Note: The nzpyida package was previously called ibmdbpy4nps.

Need for the nzpyida package

Netezza in-database analytics (INZA) is a powerful and comprehensive analytics package that provides several SQL routines that are sufficient for handling most ML steps. However, users are limited with the choice of what’s available in the package. For example, you might want to use the latest algorithm available in your favorite Python ML library rather than the available INZA algorithms for solving an ML problem. Or you might want to apply some custom transformation on the data set, which is not available in INZA. That’s where the nzpyida package comes in. Built on top of the Netezza Analytics Executable (AE) technology, it allows you to run custom ML code directly inside the database through simple Python function calls. There is flexibility (you are not constrained in terms of what to run inside the database) and speed (you don’t run it at the client end but inside the database). Also, with the nzpyida package, you can connect to database tables with Pandas dataframe style abstraction and use them for data exploration (SQL translations for several standard Pandas dataframe operations are already included).

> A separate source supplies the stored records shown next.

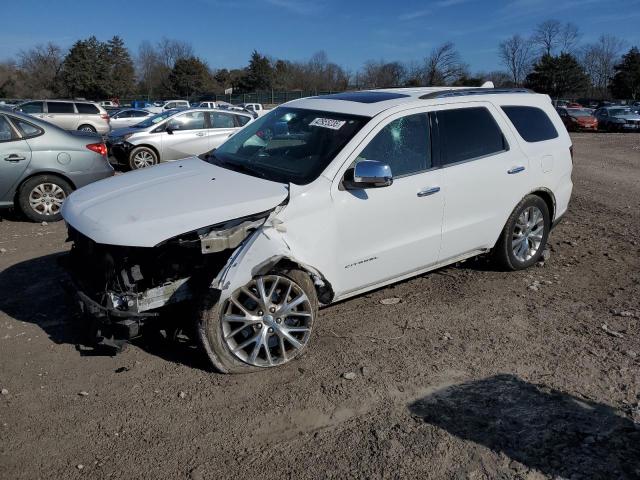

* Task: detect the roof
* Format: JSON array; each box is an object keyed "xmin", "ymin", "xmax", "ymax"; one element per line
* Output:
[{"xmin": 286, "ymin": 86, "xmax": 540, "ymax": 118}]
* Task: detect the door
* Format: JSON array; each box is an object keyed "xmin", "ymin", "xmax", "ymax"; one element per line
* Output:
[
  {"xmin": 110, "ymin": 110, "xmax": 135, "ymax": 129},
  {"xmin": 160, "ymin": 111, "xmax": 209, "ymax": 160},
  {"xmin": 16, "ymin": 101, "xmax": 45, "ymax": 120},
  {"xmin": 207, "ymin": 112, "xmax": 238, "ymax": 149},
  {"xmin": 0, "ymin": 115, "xmax": 32, "ymax": 201},
  {"xmin": 434, "ymin": 103, "xmax": 530, "ymax": 262},
  {"xmin": 332, "ymin": 111, "xmax": 444, "ymax": 295},
  {"xmin": 44, "ymin": 101, "xmax": 77, "ymax": 130}
]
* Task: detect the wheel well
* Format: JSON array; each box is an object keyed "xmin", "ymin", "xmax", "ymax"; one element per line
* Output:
[
  {"xmin": 131, "ymin": 144, "xmax": 160, "ymax": 159},
  {"xmin": 530, "ymin": 189, "xmax": 555, "ymax": 221},
  {"xmin": 14, "ymin": 171, "xmax": 76, "ymax": 202},
  {"xmin": 269, "ymin": 258, "xmax": 335, "ymax": 305}
]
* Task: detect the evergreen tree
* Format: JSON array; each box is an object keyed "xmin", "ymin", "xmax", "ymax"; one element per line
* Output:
[
  {"xmin": 525, "ymin": 53, "xmax": 589, "ymax": 98},
  {"xmin": 61, "ymin": 36, "xmax": 109, "ymax": 99},
  {"xmin": 168, "ymin": 56, "xmax": 210, "ymax": 97},
  {"xmin": 107, "ymin": 36, "xmax": 135, "ymax": 99},
  {"xmin": 240, "ymin": 51, "xmax": 272, "ymax": 92},
  {"xmin": 610, "ymin": 47, "xmax": 640, "ymax": 100}
]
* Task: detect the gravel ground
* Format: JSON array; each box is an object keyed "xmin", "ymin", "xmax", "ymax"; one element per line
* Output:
[{"xmin": 1, "ymin": 133, "xmax": 639, "ymax": 480}]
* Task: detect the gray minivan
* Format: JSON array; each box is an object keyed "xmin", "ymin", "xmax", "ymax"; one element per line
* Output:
[{"xmin": 15, "ymin": 100, "xmax": 111, "ymax": 134}]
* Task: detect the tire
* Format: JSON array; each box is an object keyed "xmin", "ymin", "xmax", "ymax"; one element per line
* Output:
[
  {"xmin": 129, "ymin": 146, "xmax": 158, "ymax": 170},
  {"xmin": 78, "ymin": 124, "xmax": 96, "ymax": 133},
  {"xmin": 18, "ymin": 175, "xmax": 72, "ymax": 222},
  {"xmin": 198, "ymin": 269, "xmax": 319, "ymax": 374},
  {"xmin": 493, "ymin": 195, "xmax": 550, "ymax": 271}
]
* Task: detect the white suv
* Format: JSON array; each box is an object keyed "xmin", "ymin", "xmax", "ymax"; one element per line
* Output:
[{"xmin": 62, "ymin": 87, "xmax": 572, "ymax": 373}]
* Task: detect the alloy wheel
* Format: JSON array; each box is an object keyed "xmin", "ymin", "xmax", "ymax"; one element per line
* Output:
[
  {"xmin": 132, "ymin": 150, "xmax": 156, "ymax": 168},
  {"xmin": 28, "ymin": 183, "xmax": 66, "ymax": 216},
  {"xmin": 221, "ymin": 275, "xmax": 313, "ymax": 367},
  {"xmin": 511, "ymin": 205, "xmax": 545, "ymax": 262}
]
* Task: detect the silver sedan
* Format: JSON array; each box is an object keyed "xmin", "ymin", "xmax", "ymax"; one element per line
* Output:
[{"xmin": 0, "ymin": 110, "xmax": 114, "ymax": 222}]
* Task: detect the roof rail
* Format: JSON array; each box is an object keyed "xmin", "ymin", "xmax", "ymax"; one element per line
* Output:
[{"xmin": 419, "ymin": 88, "xmax": 533, "ymax": 100}]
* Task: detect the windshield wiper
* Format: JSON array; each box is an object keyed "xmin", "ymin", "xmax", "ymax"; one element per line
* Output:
[{"xmin": 203, "ymin": 152, "xmax": 268, "ymax": 179}]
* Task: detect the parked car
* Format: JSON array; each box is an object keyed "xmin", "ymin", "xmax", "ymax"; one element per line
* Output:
[
  {"xmin": 105, "ymin": 108, "xmax": 253, "ymax": 169},
  {"xmin": 191, "ymin": 101, "xmax": 218, "ymax": 109},
  {"xmin": 62, "ymin": 87, "xmax": 572, "ymax": 370},
  {"xmin": 146, "ymin": 100, "xmax": 190, "ymax": 114},
  {"xmin": 237, "ymin": 103, "xmax": 271, "ymax": 117},
  {"xmin": 108, "ymin": 109, "xmax": 153, "ymax": 129},
  {"xmin": 99, "ymin": 100, "xmax": 120, "ymax": 108},
  {"xmin": 0, "ymin": 110, "xmax": 113, "ymax": 222},
  {"xmin": 566, "ymin": 102, "xmax": 582, "ymax": 109},
  {"xmin": 14, "ymin": 100, "xmax": 111, "ymax": 134},
  {"xmin": 556, "ymin": 107, "xmax": 598, "ymax": 131},
  {"xmin": 594, "ymin": 106, "xmax": 640, "ymax": 132}
]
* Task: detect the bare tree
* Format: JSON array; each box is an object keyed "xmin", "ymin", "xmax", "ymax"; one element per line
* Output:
[
  {"xmin": 532, "ymin": 19, "xmax": 562, "ymax": 56},
  {"xmin": 360, "ymin": 60, "xmax": 406, "ymax": 88},
  {"xmin": 156, "ymin": 37, "xmax": 194, "ymax": 70},
  {"xmin": 424, "ymin": 42, "xmax": 467, "ymax": 86},
  {"xmin": 499, "ymin": 34, "xmax": 533, "ymax": 86},
  {"xmin": 17, "ymin": 43, "xmax": 64, "ymax": 97},
  {"xmin": 559, "ymin": 22, "xmax": 580, "ymax": 54},
  {"xmin": 581, "ymin": 35, "xmax": 625, "ymax": 97}
]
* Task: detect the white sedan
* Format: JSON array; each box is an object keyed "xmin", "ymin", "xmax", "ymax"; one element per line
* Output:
[{"xmin": 109, "ymin": 109, "xmax": 153, "ymax": 129}]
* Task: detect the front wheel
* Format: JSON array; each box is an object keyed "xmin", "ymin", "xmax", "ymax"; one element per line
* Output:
[
  {"xmin": 129, "ymin": 146, "xmax": 158, "ymax": 170},
  {"xmin": 493, "ymin": 195, "xmax": 550, "ymax": 271},
  {"xmin": 198, "ymin": 270, "xmax": 318, "ymax": 374}
]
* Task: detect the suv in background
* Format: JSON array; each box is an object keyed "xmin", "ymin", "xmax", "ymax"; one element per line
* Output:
[
  {"xmin": 15, "ymin": 100, "xmax": 111, "ymax": 134},
  {"xmin": 146, "ymin": 100, "xmax": 190, "ymax": 113},
  {"xmin": 62, "ymin": 86, "xmax": 573, "ymax": 372}
]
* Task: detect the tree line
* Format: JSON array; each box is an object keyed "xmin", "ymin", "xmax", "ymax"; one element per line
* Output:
[{"xmin": 0, "ymin": 21, "xmax": 639, "ymax": 101}]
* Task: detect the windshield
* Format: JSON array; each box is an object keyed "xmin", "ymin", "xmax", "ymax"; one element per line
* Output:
[
  {"xmin": 610, "ymin": 108, "xmax": 632, "ymax": 117},
  {"xmin": 134, "ymin": 110, "xmax": 178, "ymax": 128},
  {"xmin": 568, "ymin": 109, "xmax": 592, "ymax": 117},
  {"xmin": 205, "ymin": 107, "xmax": 369, "ymax": 184}
]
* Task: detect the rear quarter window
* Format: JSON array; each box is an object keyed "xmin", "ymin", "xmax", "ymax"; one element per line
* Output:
[
  {"xmin": 501, "ymin": 106, "xmax": 559, "ymax": 142},
  {"xmin": 75, "ymin": 103, "xmax": 100, "ymax": 114}
]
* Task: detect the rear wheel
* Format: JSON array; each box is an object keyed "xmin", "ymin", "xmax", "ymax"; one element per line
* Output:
[
  {"xmin": 198, "ymin": 270, "xmax": 318, "ymax": 374},
  {"xmin": 129, "ymin": 146, "xmax": 158, "ymax": 170},
  {"xmin": 493, "ymin": 195, "xmax": 550, "ymax": 271},
  {"xmin": 78, "ymin": 124, "xmax": 96, "ymax": 133},
  {"xmin": 18, "ymin": 175, "xmax": 72, "ymax": 222}
]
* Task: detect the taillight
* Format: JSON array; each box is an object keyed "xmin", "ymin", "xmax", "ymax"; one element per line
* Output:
[
  {"xmin": 569, "ymin": 145, "xmax": 574, "ymax": 164},
  {"xmin": 86, "ymin": 143, "xmax": 107, "ymax": 156},
  {"xmin": 101, "ymin": 113, "xmax": 110, "ymax": 122}
]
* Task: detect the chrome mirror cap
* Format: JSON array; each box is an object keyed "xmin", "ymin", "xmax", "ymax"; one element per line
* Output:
[{"xmin": 351, "ymin": 160, "xmax": 393, "ymax": 188}]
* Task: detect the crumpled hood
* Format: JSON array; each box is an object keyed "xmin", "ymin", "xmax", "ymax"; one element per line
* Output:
[{"xmin": 62, "ymin": 158, "xmax": 288, "ymax": 247}]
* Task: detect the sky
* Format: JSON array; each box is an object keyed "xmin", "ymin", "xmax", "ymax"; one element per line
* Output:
[{"xmin": 2, "ymin": 0, "xmax": 640, "ymax": 74}]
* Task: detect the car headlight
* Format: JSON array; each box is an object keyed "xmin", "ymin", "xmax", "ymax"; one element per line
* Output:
[{"xmin": 122, "ymin": 133, "xmax": 134, "ymax": 141}]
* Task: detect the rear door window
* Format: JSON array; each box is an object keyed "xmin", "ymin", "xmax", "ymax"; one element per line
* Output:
[
  {"xmin": 75, "ymin": 103, "xmax": 100, "ymax": 114},
  {"xmin": 501, "ymin": 106, "xmax": 559, "ymax": 142},
  {"xmin": 10, "ymin": 117, "xmax": 43, "ymax": 138},
  {"xmin": 436, "ymin": 107, "xmax": 507, "ymax": 166},
  {"xmin": 47, "ymin": 101, "xmax": 75, "ymax": 114},
  {"xmin": 0, "ymin": 115, "xmax": 17, "ymax": 142}
]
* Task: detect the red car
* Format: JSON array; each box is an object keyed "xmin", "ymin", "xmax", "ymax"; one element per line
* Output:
[{"xmin": 557, "ymin": 108, "xmax": 598, "ymax": 132}]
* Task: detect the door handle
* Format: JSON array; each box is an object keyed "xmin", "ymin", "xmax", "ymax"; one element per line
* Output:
[
  {"xmin": 195, "ymin": 132, "xmax": 206, "ymax": 136},
  {"xmin": 508, "ymin": 166, "xmax": 525, "ymax": 174},
  {"xmin": 4, "ymin": 154, "xmax": 26, "ymax": 162},
  {"xmin": 417, "ymin": 186, "xmax": 440, "ymax": 197}
]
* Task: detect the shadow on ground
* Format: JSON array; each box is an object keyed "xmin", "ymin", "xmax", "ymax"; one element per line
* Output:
[
  {"xmin": 0, "ymin": 252, "xmax": 210, "ymax": 370},
  {"xmin": 409, "ymin": 374, "xmax": 640, "ymax": 480}
]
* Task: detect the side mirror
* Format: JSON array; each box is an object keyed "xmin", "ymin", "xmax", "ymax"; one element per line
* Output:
[
  {"xmin": 344, "ymin": 160, "xmax": 393, "ymax": 189},
  {"xmin": 165, "ymin": 124, "xmax": 175, "ymax": 135}
]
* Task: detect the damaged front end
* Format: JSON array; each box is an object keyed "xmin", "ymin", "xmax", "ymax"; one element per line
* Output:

While it is possible to directly use AE framework to obtain most of the benefits of the nzpyida package, it is a laborious process and has a steep learning curve. First, you must get familiar with all the low-level AE abstractions to write an AE, and then run a series of commands on the console (deploy, register, run) to start the AE. This also means you cannot build and run the AE from your favorite Python IDE or a Notebook environment. This severely limits you in interspersing your visualization code with model building code and hinders the development of an end to end scenario - analyzing the data set, building and running the models and analyzing the model results all in one single place.

The nzpyida invocation.
Architecturally, there are three layers that are used to provide a seamless experience for pushing the client code as AEs inside the database. You need to interact only with the AE client layer through the Python module invocations that are provided in the nzpyida package.
AE client layer
Provides the Python modules that you can import and invoke with the required parameters.
AE generation layer
Translates your Python invocation into an AE-based code, and handles the SQL that’s needed for invoking the preexisting user-defined functions.
AE execution layer
Provides the preexisting user-defined functions, executes the SQL code and runs the AE launcher that handles AE execution.

Features

With the nzpyida package, you can:
  1. Connect to database tables with a Pandas style dataframe abstraction.
  2. Do data exploration in-database by using the built-in SQL translations (by using Pandas dataframe style).
  3. Run custom ML code directly in the database (through simple Python module invocations).